Although early primary percutaneous coronary interventions (PCI) have dramatically improved survival in patients with ST-segment elevation myocardial infarction (STEMI), patients who develop cardiogenic shock (CS) after acute MI are often not managed with guideline-recommended therapies and mortality rates remain high. In addition, among patients who receive PCI for CS, the mortality rates appear to be increasing over time, perhaps due to treatment of higher acuity patients1. These observations underscore the need for a better understanding of the pathology and more effective treatments.
We know that PCI success is an important determinant of survival. Primary PCI in early presenting, non-shock STEMI patients achieves Thrombolysis In Myocardial Infarction (TIMI) 3 flow in more than 90% of cases. Conversely, in patients with acute myocardial infarction (AMI) complicated by CS, PCI success rates are much lower, and the lack of restoration of flow in both shock and non-shock groups is associated with worse survival1,2. However, studies have suggested that myocardial perfusion, as determined by blush scores, is a stronger predictor of survival after STEMI.
In this issue of EuroIntervention, Overtchouk et al report core laboratory-assessed TIMI flow and myocardial perfusion grade (TMPG) in 665 patients with CS enrolled in the CULPRIT-SHOCK trial3.

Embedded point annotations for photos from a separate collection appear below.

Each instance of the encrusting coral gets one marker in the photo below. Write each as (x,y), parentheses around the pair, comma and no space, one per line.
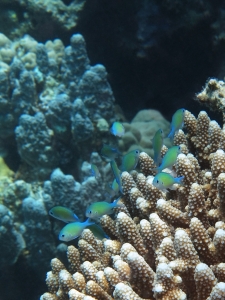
(163,245)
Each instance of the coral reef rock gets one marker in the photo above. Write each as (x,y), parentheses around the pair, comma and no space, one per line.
(163,245)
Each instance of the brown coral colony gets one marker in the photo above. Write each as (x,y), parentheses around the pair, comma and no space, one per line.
(162,245)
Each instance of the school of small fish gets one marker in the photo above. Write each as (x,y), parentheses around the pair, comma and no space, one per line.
(129,162)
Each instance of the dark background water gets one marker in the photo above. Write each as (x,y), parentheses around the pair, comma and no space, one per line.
(157,54)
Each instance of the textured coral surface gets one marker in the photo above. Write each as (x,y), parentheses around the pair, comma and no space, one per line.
(162,246)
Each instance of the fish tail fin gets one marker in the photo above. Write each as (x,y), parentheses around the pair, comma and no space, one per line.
(180,180)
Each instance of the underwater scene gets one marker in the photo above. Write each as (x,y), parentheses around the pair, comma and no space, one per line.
(112,150)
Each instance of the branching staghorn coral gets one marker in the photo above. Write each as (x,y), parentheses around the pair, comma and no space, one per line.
(163,245)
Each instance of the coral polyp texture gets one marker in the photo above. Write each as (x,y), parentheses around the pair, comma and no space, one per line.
(162,245)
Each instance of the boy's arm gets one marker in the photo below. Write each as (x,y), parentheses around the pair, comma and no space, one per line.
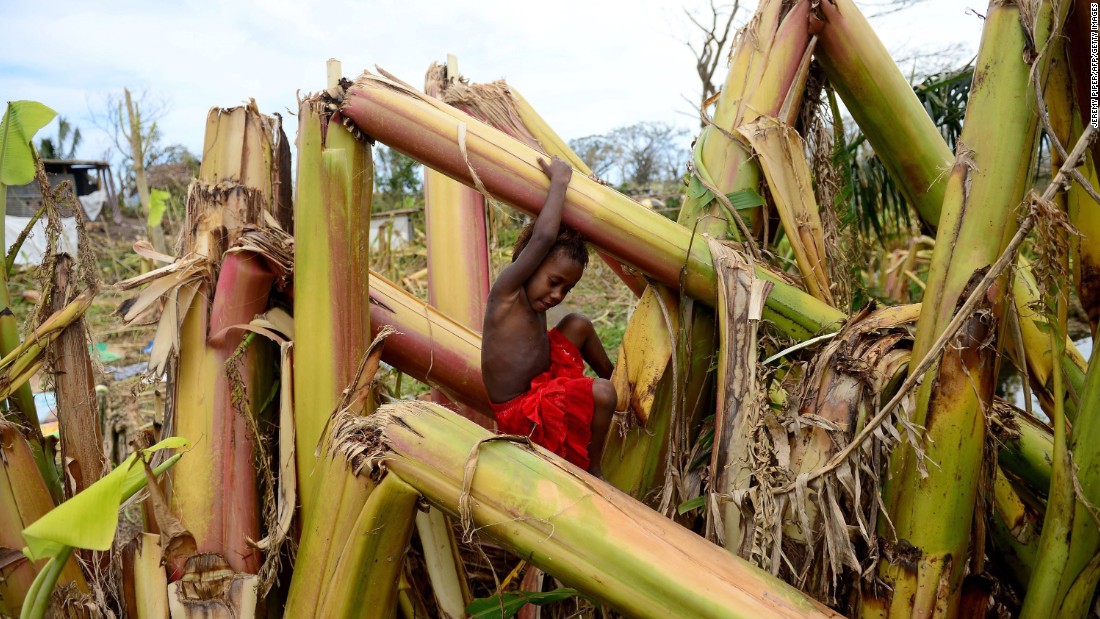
(543,233)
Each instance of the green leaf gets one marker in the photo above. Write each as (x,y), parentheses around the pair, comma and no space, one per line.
(690,505)
(491,607)
(89,519)
(745,199)
(21,121)
(157,203)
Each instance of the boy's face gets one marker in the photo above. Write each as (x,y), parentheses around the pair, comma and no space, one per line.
(552,280)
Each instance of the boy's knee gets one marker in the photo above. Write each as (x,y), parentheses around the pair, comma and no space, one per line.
(603,395)
(575,327)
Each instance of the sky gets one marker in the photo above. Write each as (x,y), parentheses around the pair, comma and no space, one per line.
(586,66)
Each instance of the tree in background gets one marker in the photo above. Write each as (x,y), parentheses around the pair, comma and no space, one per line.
(397,180)
(712,52)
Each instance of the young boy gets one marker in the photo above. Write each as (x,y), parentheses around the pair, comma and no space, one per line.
(535,378)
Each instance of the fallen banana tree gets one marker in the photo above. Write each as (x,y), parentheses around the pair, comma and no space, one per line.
(569,523)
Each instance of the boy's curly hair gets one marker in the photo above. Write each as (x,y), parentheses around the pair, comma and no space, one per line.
(569,243)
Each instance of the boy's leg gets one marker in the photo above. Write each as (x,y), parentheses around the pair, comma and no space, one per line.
(603,400)
(579,330)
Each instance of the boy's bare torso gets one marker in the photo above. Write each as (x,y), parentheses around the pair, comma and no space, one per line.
(515,345)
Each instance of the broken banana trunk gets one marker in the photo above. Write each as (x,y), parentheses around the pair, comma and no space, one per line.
(583,531)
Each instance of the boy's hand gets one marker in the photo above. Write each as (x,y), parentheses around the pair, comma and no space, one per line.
(557,170)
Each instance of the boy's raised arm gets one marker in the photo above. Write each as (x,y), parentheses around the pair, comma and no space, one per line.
(543,233)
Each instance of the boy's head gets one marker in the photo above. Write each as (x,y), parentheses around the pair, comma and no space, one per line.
(560,269)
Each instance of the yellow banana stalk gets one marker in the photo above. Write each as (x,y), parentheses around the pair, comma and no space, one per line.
(23,499)
(568,523)
(332,210)
(458,285)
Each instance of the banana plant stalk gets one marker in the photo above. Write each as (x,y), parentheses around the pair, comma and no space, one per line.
(988,181)
(499,106)
(23,499)
(332,211)
(458,285)
(217,497)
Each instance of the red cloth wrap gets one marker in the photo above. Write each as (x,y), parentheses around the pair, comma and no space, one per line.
(557,411)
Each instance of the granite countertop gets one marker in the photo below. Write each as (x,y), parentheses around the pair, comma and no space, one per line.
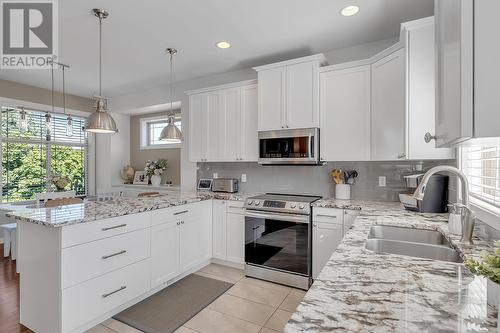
(362,291)
(97,210)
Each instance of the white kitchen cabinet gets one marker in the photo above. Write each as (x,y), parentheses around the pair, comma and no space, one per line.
(289,94)
(235,248)
(164,252)
(219,229)
(388,107)
(468,74)
(345,113)
(224,120)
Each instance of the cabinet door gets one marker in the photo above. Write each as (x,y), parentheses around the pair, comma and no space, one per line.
(271,98)
(388,108)
(215,127)
(302,96)
(249,133)
(326,238)
(219,229)
(164,252)
(231,116)
(345,114)
(421,101)
(198,128)
(235,226)
(454,42)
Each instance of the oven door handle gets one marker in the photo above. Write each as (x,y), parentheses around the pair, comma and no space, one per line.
(277,216)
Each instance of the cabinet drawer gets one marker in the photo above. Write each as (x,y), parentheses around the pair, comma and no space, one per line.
(92,299)
(235,207)
(91,231)
(83,262)
(328,215)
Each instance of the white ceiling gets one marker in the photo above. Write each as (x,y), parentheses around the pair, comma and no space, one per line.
(260,31)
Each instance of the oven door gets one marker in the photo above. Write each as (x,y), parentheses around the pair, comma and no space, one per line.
(278,241)
(299,146)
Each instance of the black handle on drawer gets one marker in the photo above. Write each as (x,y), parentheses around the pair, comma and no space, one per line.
(114,292)
(114,254)
(114,227)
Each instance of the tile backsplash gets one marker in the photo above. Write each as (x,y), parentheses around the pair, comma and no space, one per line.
(316,179)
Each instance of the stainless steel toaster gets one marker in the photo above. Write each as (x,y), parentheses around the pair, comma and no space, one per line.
(228,185)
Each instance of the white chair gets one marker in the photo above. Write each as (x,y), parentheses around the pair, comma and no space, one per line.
(53,195)
(9,239)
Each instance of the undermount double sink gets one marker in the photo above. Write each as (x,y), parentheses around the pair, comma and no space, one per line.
(422,243)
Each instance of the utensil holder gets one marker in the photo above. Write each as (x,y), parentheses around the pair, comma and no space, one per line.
(343,191)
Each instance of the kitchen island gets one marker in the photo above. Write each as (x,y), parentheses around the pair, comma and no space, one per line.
(362,291)
(81,264)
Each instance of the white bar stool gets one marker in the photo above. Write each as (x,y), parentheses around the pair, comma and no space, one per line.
(9,239)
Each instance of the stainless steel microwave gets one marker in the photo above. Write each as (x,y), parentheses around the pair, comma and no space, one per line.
(298,146)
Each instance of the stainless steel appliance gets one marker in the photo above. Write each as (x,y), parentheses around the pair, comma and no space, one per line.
(299,146)
(229,185)
(278,238)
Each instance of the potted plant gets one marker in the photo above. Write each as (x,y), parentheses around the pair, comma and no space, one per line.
(60,182)
(154,170)
(489,267)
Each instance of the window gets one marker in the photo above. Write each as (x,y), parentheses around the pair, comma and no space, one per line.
(481,164)
(150,133)
(29,158)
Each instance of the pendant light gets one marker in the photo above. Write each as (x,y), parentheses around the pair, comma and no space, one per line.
(171,132)
(69,119)
(100,121)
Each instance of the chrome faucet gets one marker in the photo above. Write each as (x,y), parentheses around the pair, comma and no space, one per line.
(468,219)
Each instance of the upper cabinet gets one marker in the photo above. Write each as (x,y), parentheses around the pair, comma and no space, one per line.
(468,75)
(288,96)
(223,123)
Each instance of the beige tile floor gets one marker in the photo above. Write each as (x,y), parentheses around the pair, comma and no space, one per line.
(250,306)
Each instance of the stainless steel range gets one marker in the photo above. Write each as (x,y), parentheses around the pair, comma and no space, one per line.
(278,238)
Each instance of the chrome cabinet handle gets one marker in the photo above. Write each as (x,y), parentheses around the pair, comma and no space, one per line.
(114,227)
(114,254)
(114,291)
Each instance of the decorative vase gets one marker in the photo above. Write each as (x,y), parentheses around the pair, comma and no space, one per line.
(493,292)
(155,180)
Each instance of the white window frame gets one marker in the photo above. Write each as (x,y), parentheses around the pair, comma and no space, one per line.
(91,160)
(483,210)
(144,133)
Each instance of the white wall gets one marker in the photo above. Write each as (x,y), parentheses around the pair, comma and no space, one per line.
(159,95)
(112,153)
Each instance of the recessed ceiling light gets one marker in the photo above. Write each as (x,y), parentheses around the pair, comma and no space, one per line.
(349,10)
(223,45)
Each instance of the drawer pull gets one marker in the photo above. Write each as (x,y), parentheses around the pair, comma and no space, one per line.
(114,254)
(114,292)
(114,227)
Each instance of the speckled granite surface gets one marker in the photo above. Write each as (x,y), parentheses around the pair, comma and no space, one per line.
(98,210)
(361,291)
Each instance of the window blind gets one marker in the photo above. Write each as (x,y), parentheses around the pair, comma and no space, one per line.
(481,164)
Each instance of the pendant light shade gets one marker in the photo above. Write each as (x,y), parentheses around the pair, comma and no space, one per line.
(171,132)
(100,121)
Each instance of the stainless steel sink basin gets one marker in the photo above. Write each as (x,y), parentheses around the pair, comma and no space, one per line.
(404,234)
(436,252)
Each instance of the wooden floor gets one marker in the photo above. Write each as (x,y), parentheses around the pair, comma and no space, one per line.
(9,297)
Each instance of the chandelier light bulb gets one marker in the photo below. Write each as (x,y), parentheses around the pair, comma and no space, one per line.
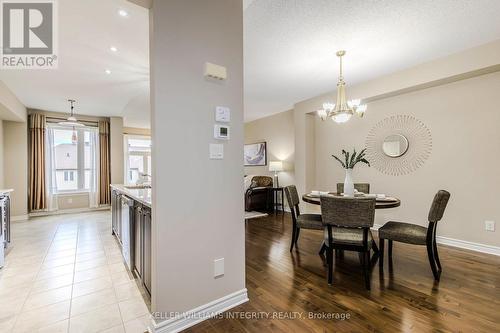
(322,114)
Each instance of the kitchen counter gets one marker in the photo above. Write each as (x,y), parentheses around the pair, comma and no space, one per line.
(139,194)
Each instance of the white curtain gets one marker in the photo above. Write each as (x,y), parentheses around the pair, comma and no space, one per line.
(50,170)
(94,174)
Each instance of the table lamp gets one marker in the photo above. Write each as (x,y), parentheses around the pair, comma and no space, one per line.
(276,166)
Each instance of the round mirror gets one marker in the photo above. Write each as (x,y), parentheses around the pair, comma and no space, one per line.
(395,145)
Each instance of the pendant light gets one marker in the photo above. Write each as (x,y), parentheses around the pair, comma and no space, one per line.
(342,110)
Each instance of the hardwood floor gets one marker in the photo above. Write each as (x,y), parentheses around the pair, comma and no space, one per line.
(402,299)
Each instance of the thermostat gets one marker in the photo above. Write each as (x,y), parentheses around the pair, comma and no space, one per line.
(222,114)
(221,132)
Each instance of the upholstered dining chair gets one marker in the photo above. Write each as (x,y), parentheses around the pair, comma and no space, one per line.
(360,187)
(347,227)
(300,221)
(416,234)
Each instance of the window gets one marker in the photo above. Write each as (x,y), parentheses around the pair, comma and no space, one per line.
(72,157)
(138,157)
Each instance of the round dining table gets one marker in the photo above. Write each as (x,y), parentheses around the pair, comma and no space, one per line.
(380,203)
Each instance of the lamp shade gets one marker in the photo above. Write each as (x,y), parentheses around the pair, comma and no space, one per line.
(276,166)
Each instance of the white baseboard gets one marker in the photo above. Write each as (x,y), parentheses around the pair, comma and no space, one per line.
(489,249)
(190,318)
(477,247)
(19,218)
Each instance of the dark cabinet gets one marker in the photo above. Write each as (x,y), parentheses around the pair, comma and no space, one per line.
(147,249)
(135,236)
(116,214)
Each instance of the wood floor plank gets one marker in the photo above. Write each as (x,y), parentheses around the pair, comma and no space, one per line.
(404,297)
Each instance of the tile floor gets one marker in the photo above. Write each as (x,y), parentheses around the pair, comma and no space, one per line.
(65,273)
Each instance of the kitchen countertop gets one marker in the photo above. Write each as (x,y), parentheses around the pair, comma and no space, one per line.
(141,195)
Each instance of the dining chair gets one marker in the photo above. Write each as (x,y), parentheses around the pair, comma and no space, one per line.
(347,227)
(417,234)
(360,187)
(300,221)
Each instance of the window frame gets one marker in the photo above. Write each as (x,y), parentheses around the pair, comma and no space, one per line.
(128,153)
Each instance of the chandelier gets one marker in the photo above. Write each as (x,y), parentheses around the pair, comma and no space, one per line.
(71,121)
(342,110)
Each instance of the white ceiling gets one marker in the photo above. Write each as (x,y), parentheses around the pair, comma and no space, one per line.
(290,45)
(289,50)
(87,29)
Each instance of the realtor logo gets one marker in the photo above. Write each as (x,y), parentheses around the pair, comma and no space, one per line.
(28,34)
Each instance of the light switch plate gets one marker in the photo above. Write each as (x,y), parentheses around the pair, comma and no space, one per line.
(216,151)
(215,71)
(222,114)
(218,267)
(221,132)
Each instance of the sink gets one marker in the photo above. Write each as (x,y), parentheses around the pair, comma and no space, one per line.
(137,187)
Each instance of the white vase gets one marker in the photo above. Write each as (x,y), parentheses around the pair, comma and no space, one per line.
(348,183)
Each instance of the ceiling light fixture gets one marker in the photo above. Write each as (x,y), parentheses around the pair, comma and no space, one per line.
(342,110)
(71,121)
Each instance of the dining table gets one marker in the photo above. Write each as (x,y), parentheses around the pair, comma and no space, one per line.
(381,202)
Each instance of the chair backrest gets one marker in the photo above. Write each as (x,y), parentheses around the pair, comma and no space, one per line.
(262,181)
(361,187)
(347,212)
(438,206)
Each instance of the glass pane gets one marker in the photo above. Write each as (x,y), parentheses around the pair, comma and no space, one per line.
(139,144)
(66,158)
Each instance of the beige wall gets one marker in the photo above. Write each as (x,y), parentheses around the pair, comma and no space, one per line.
(278,131)
(116,150)
(15,137)
(197,202)
(466,141)
(10,107)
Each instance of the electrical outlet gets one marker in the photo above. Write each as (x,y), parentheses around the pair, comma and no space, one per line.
(218,267)
(489,225)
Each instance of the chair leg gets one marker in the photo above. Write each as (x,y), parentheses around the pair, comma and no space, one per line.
(329,260)
(436,256)
(432,262)
(322,249)
(297,236)
(375,247)
(381,253)
(294,231)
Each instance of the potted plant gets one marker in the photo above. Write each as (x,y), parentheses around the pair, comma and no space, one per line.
(348,162)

As expected, both TIMI flow grade and TMPG after PCI correlated with 30-day mortality, but in a multivariate model only myocardial perfusion was associated with mortality (adjusted odds ratio 0.38 [0.20-0.71], p=0.002). The authors are to be congratulated on completing this provocative trial looking at some of the angiographic criteria that affect mortality in CS patients. However, the article is entitled “Angiographic predictors ......”, yet only TIMI flow and TMPG are discussed. For interventional cardiologists, it would be useful to know if there were other angiographic predictors of poor outcome, such as significant disease proximal or distal to the treated lesion or residual thrombus. In addition, it is surprising that pre-PCI TIMI flow was not important given that it predicts smaller infarct size and survival in other studies4 and it is believed that early vessel patency reduces the risk of developing CS. It should be pointed out that 33% of the patients in this trial had TIMI 3 flow at baseline (much higher than expected from prior STEMI trials), probably because only 63% of patients in this report had STEMI. How the culprit vessel was determined in NSTEMI patients is not defined and one may expect NSTEMI patients to have greater coronary flow at baseline. Moreover, there are no data provided regarding the non-culprit vessel. Surprisingly, the multivariate analysis did not appear to consider data proven to be of prognostic importance in the investigators’ prior trial5.
Table 1 lists risk factors that have been identified as being associated with short- and/or long-term mortality in CS1,5,6,7,8,9,10. Importantly, early identification and treatment of patients at risk but not hypotensive9 may prevent development of end-stage CS; however, we need randomised trials in Society for Cardiovascular Angiography and Interventions (SCAI) Shock Classification categories A and B in order to be certain10.
Finally, we agree that myocardial perfusion is an important prognostic indicator; however, what can be done to improve perfusion? Numerous pharmacologic agents have failed to improve infarct size or prognosis. In a recent study, the TIMI 3 flow grade following PCI was surprisingly good (91%) despite patients being in CS11. It is intriguing to think that this may be due, in part, to the improvement in cardiac output and reduction of left ventricular end-diastolic pressure (LVEDP) with mechanical circulatory support placed prior to PCI, thus improving the coronary perfusion pressure gradient. Ongoing studies, such as the Door to Unload (DTU)-STEMI trial, will hopefully provide more answers.
Conflict of interest statement
C. Grines is on the Abiomed advisory board. A. Dupont has no conflicts of interest to declare.